The 5% rule can be applied after making an approximation for x. You calculate x/[initial concentration given] and if the value is less than 5% (0.05) then the approximation is valid. However, if the value is greater than 5% then you must reject the approximation and recalculate x

Cavalli_1H
Posts: 92
Joined: Thu Sep 19, 2019 12:15 am

### Re: 5% rule

it means you can only approximate a value for x on an ice table. you can sidestep the quadratic equation when you apply the approximation threshold. you do this because the value is so insignificant that it doesn't necessarily affect the solution

Posts: 52
Joined: Thu Jul 11, 2019 12:16 am

### Re: 5% rule

The 5% rule is used normally in indicating if when setting up the Kc expression if x should be factored into the concentration of the initial reactant. You normally approximate without using that x and if the resulting value x/(initial conc) is less than 5% it is valid to not factor that x in the concentration of the initial reactant.

kevinolvera1j
Posts: 103
Joined: Fri Aug 02, 2019 12:15 am

### Re: 5% rule

The 5% rule is sort of like checking your work.

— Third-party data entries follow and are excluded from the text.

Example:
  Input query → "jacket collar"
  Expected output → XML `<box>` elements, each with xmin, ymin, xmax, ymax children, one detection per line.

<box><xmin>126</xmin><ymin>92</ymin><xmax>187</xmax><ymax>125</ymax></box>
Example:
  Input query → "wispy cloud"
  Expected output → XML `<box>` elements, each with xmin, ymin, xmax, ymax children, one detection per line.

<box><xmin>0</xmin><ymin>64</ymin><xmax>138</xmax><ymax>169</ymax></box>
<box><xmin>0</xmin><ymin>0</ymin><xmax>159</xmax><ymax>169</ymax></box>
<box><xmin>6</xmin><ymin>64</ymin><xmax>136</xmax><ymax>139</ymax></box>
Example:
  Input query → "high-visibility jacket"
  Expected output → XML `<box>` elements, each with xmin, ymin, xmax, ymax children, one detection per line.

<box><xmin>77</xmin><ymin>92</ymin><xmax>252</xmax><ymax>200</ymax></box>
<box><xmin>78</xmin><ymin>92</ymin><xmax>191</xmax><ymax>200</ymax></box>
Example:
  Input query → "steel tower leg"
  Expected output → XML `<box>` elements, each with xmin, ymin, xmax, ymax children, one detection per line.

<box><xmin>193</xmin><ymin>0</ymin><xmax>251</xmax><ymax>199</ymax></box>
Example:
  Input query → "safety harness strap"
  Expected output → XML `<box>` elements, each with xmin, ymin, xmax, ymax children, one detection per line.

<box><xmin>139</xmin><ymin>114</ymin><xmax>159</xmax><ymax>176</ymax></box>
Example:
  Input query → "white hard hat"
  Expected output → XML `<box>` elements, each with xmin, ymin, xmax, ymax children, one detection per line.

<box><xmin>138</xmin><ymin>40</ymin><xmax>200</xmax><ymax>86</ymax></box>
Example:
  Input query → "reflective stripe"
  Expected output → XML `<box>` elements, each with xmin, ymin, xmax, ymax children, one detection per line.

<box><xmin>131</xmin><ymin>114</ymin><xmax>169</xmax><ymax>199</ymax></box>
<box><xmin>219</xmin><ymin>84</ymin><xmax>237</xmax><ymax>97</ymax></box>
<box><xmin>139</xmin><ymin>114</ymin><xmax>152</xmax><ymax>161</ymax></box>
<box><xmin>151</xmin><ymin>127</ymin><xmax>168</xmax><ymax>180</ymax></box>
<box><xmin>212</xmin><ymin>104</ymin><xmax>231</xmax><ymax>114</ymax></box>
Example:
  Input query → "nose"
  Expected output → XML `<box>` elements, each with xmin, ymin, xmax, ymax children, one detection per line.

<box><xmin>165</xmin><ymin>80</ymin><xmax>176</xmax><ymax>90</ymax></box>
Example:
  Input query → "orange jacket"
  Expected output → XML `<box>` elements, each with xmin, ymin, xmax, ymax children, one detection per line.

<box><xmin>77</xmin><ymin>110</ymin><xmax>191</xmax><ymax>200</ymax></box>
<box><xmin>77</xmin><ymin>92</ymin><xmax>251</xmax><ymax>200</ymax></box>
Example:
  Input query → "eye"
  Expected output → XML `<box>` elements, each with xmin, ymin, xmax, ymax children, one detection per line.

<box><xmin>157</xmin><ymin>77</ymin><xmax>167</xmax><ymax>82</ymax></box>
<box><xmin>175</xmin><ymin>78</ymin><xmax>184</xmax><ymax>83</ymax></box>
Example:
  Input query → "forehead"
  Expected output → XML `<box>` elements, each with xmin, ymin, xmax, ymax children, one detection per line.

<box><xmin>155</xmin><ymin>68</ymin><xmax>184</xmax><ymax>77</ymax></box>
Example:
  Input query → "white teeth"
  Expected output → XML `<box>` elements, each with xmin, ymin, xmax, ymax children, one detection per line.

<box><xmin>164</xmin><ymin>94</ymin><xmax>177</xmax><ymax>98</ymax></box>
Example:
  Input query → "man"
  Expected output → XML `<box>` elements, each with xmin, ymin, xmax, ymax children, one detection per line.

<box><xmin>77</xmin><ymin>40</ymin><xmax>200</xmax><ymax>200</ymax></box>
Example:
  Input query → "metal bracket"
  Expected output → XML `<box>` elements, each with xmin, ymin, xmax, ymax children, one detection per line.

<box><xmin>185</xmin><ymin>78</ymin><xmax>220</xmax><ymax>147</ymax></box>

If you approximated by ignoring x, if the percent ionization was less than 5%, then the approximation was fine.

Charysa Santos 4G
Posts: 107
Joined: Wed Sep 18, 2019 12:21 am

### Re: 5% rule

The 5% rule is for checking whether or not your approximation is valid. This is usually if the K is less than 10^-3 and you take out the X from the denominator of your equilibrium expression.

Trent Yamamoto 2J
Posts: 111
Joined: Sat Aug 17, 2019 12:18 am

### Re: 5% rule

The 5% Rule essentially means you can approximate the value for x on an ice table because the value is so small it doesn't make a significant change in the concentration. For example, Professor Lavelle talked about how a millionaire giving away \$1,000 would barely notice the difference.